Communication Characterstics • With the PCI slot at 33MHz the highest sustained bandwidth between nodes is 165 MB/s on a packetsize of 16 MB. • Between processors on the same node it is 864 MB/s on a packet size of 98 KB. • With the PCI slot at 66 MHz these double. Lowest latency between nodes is 3.8 m s. Latency between procs on same node is 0.7 microsecs.
HPL Benchmarks • Best performance with GOTO BLAS and dgemm from Intel was 959 GFlops on all 144 nodes(problem size 183000). • Theoretical peak: 1382.4 GFlops. • Efficiency: 70% • With 80 nodes best performance was at 537 GFlops. • Between 80 and 144 nodes the scaling is nearly 98.5%
MILC Benchmarks • Numerous QCD codes with and without dynamical quarks have been run. • Independently developed SSE2 assembly codes for double precision implementation of MILC codes. • For the ks_imp_dyn1 codes we got 70% scaling as we went from 2 to 128 nodes with 1 proc/node, and 74% as we went from 1 to 64 nodes with 2 procs/node. • These were for 32x32x32x48 lattices in single precision.

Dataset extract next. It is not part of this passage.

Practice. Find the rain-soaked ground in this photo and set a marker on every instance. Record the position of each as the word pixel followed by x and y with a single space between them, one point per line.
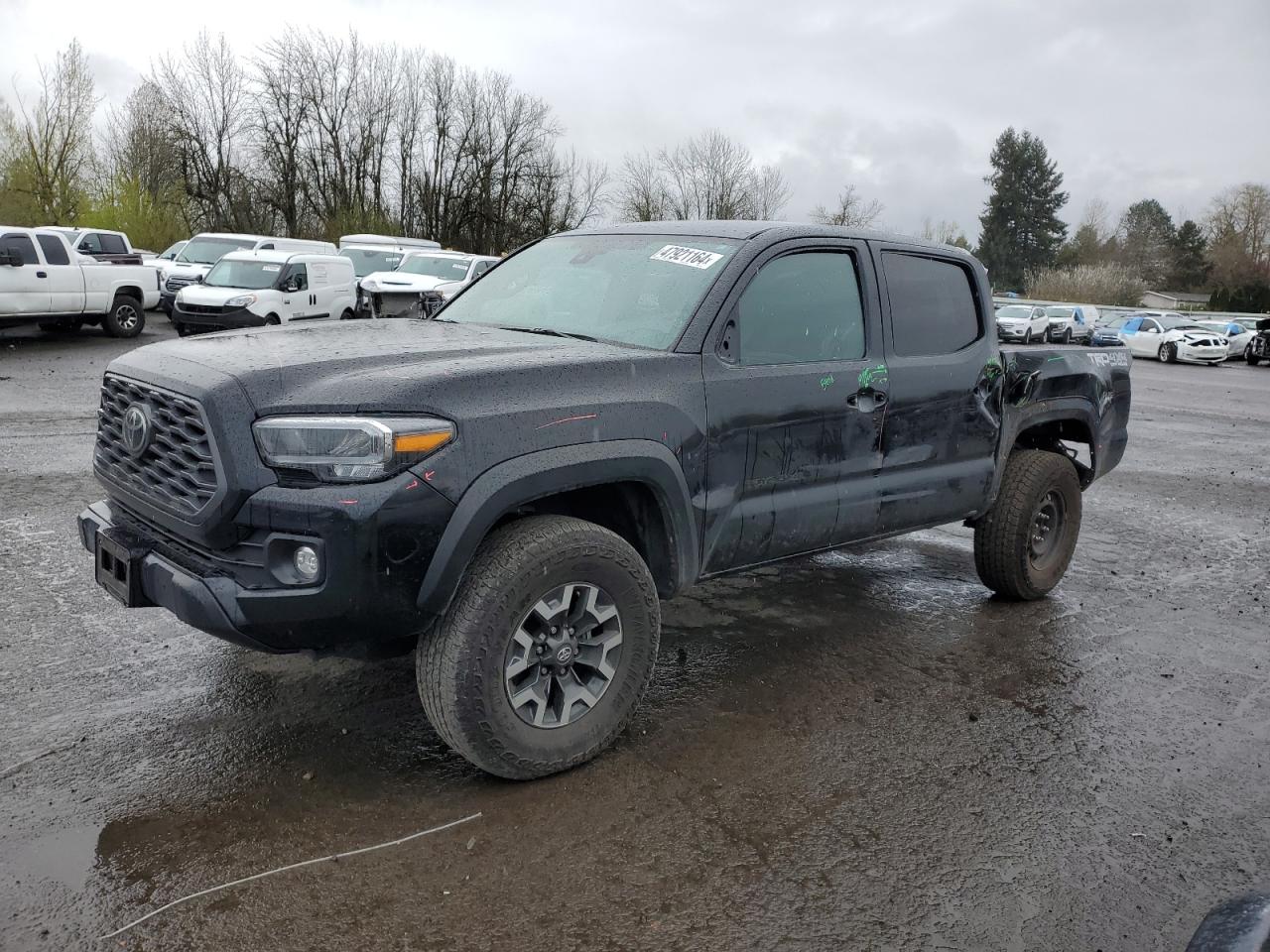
pixel 853 751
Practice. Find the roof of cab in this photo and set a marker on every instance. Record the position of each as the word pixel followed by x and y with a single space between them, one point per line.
pixel 746 230
pixel 281 255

MILC Benchmarks Contd. • For 64^4 lattices with single precision the scaling was close to 86%. • For double precision runs on 32^4 lattices the scaling was close to 80% as the number of nodes were increased from 4 to 64. • For pure-gauge simulations with double precision on 32^4 lattices the scaling was78.5% as one went from 2 to 128 nodes.

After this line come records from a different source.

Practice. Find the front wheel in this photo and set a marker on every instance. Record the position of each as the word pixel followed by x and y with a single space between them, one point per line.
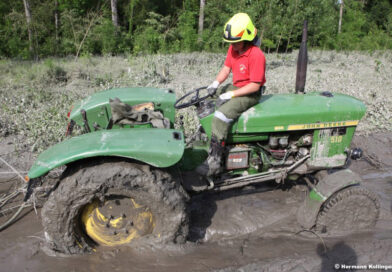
pixel 351 209
pixel 114 203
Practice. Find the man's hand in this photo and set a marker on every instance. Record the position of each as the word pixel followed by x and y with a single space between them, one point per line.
pixel 223 98
pixel 213 87
pixel 227 96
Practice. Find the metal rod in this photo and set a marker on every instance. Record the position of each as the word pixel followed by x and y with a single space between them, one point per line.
pixel 302 61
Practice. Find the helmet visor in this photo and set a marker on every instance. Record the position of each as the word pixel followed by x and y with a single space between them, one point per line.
pixel 228 37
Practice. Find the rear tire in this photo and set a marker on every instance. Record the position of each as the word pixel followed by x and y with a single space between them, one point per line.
pixel 351 209
pixel 152 189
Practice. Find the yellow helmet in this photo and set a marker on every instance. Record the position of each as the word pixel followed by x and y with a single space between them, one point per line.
pixel 239 28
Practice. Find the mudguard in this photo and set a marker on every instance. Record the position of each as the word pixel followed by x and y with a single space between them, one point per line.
pixel 157 147
pixel 325 188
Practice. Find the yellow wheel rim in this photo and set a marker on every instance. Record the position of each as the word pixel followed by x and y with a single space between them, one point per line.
pixel 117 221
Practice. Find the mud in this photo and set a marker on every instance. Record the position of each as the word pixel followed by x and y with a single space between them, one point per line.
pixel 249 229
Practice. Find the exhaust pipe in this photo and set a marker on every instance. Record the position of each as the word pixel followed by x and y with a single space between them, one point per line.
pixel 302 61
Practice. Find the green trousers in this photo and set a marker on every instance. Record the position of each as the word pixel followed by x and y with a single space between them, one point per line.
pixel 226 114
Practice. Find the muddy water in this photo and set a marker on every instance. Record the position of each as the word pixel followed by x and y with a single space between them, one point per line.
pixel 253 229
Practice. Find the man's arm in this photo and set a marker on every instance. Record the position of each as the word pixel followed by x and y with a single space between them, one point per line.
pixel 247 89
pixel 223 74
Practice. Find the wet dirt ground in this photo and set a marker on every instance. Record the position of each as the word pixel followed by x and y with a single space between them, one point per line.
pixel 251 229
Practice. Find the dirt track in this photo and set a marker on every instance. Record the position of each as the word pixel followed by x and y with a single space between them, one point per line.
pixel 252 229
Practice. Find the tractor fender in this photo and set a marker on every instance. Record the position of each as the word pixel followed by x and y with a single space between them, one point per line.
pixel 328 185
pixel 157 147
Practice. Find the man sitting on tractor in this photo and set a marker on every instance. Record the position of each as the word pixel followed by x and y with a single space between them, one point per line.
pixel 247 63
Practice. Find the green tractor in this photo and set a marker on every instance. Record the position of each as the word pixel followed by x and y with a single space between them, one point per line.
pixel 121 185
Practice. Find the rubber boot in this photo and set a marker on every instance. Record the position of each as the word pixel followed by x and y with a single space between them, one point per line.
pixel 214 159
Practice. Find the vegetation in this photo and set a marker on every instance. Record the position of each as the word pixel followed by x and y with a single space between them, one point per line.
pixel 36 95
pixel 40 28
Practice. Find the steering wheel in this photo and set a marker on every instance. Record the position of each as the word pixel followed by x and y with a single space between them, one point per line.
pixel 196 98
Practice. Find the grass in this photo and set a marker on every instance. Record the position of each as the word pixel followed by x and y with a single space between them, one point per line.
pixel 36 96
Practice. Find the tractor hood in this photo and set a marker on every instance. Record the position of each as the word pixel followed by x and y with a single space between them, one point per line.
pixel 283 112
pixel 98 109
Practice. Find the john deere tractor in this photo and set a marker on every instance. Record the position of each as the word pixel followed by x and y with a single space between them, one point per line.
pixel 120 184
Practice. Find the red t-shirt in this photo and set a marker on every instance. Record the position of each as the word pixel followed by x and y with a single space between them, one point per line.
pixel 248 67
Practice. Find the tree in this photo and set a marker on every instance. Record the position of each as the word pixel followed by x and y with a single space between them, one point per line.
pixel 201 20
pixel 29 28
pixel 114 13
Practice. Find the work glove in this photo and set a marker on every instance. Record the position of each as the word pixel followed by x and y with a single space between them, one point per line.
pixel 212 88
pixel 223 98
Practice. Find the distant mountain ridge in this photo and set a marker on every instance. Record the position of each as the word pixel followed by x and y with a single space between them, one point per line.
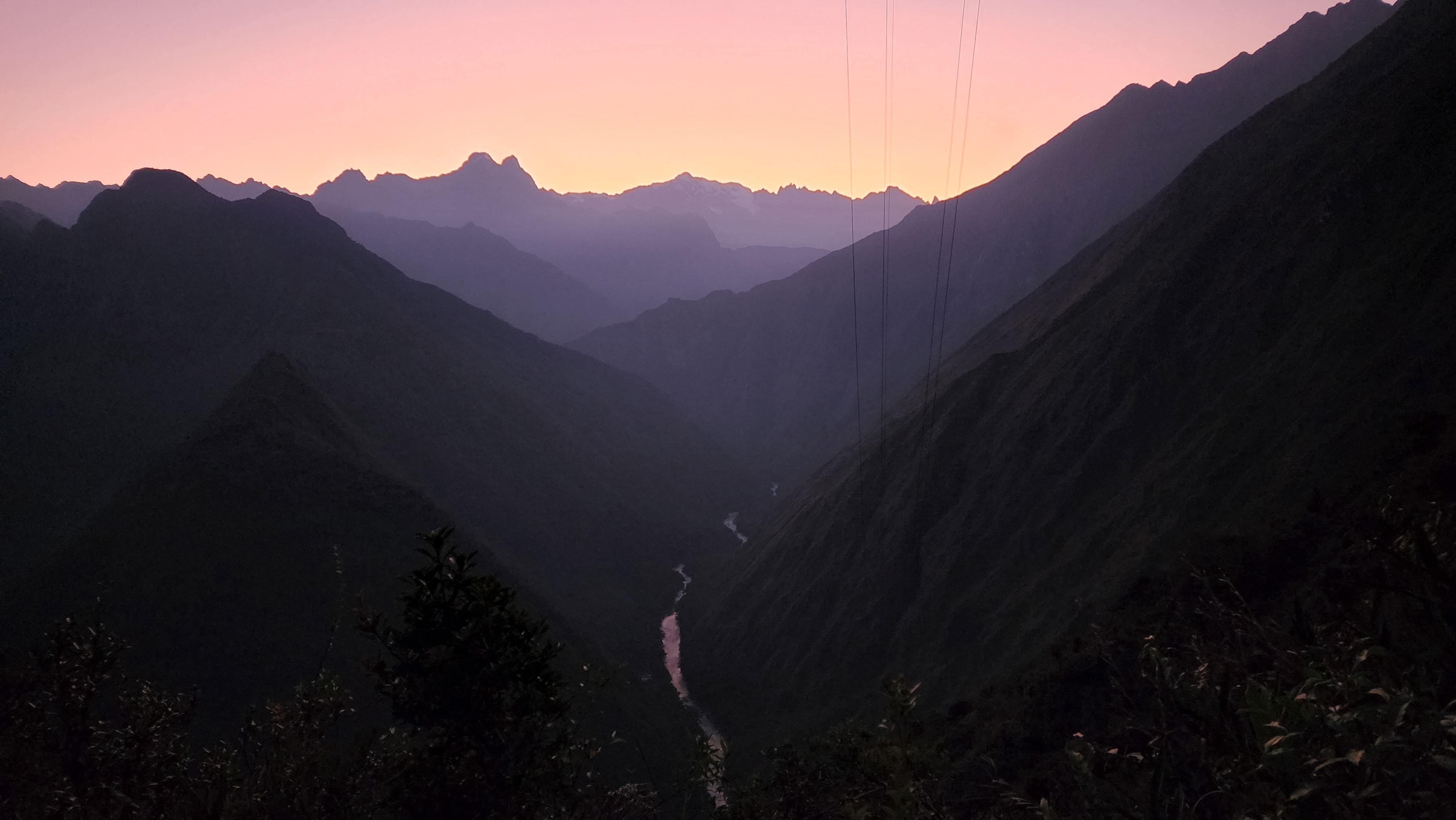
pixel 123 334
pixel 1267 336
pixel 740 216
pixel 60 205
pixel 772 371
pixel 636 253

Physics Planned on Kabru • Very accurate simulations in pure gauge theory (with Pushan Majumdar) using the Luscher-Weisz multihit algorithm. • A novel parallel code both for Wilson loop as well as Polyakov loop correlators has been developed and preliminary runs carried out on lattices upto 32^4. • Requires 200 GB memory for 64^4 simulations with double precision.

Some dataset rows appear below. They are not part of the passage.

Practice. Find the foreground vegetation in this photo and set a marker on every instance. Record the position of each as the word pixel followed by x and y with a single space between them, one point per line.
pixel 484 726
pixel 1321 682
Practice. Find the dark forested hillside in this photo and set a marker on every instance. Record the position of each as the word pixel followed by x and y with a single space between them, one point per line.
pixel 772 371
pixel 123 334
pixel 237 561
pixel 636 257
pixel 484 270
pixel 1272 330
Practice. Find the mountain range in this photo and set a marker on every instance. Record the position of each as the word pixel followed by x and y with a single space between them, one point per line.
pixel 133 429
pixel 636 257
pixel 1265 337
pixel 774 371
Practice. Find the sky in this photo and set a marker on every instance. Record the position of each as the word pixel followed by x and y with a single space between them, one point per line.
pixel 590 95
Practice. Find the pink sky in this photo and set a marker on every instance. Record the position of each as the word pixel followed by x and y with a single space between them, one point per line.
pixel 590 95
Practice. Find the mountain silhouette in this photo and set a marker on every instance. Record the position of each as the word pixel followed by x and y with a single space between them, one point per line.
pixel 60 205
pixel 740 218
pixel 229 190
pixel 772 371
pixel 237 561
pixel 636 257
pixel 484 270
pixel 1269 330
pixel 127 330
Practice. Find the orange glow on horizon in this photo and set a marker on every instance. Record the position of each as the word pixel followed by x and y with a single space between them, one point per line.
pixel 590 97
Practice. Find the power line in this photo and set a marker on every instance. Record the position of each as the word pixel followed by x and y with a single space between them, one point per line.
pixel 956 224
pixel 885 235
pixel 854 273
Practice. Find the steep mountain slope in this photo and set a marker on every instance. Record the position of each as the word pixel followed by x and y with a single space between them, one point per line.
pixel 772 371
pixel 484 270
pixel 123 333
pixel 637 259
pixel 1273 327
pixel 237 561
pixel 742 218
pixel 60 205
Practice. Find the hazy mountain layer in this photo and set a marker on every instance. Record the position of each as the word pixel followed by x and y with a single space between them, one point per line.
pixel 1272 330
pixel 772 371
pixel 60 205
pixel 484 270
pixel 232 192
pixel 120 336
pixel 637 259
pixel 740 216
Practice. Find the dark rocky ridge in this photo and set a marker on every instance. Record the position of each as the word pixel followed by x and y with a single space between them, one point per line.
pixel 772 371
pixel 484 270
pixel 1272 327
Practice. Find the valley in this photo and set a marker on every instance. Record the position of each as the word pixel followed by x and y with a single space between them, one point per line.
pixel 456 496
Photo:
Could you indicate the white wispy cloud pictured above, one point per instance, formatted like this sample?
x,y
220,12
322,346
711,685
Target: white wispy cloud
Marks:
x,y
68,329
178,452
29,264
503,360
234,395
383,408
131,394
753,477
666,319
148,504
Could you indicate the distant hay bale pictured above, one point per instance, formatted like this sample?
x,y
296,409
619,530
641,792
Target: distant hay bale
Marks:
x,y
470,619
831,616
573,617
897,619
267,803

Physics on Kabru….. • Using the same multihit algorithm we have a long term plan to carry out very accurate measurements of Wilson loops in various representations as well as their correlation functions to get a better understanding of confinement. • We also plan to study string breaking in the presence of dynamical quarks. • We propose to use scalar quarks to bypass the problems of dynamical fermions. • With Sourendu Gupta (TIFR) we are carrying out preliminary simulations on sound velocity in finite temperature QCD.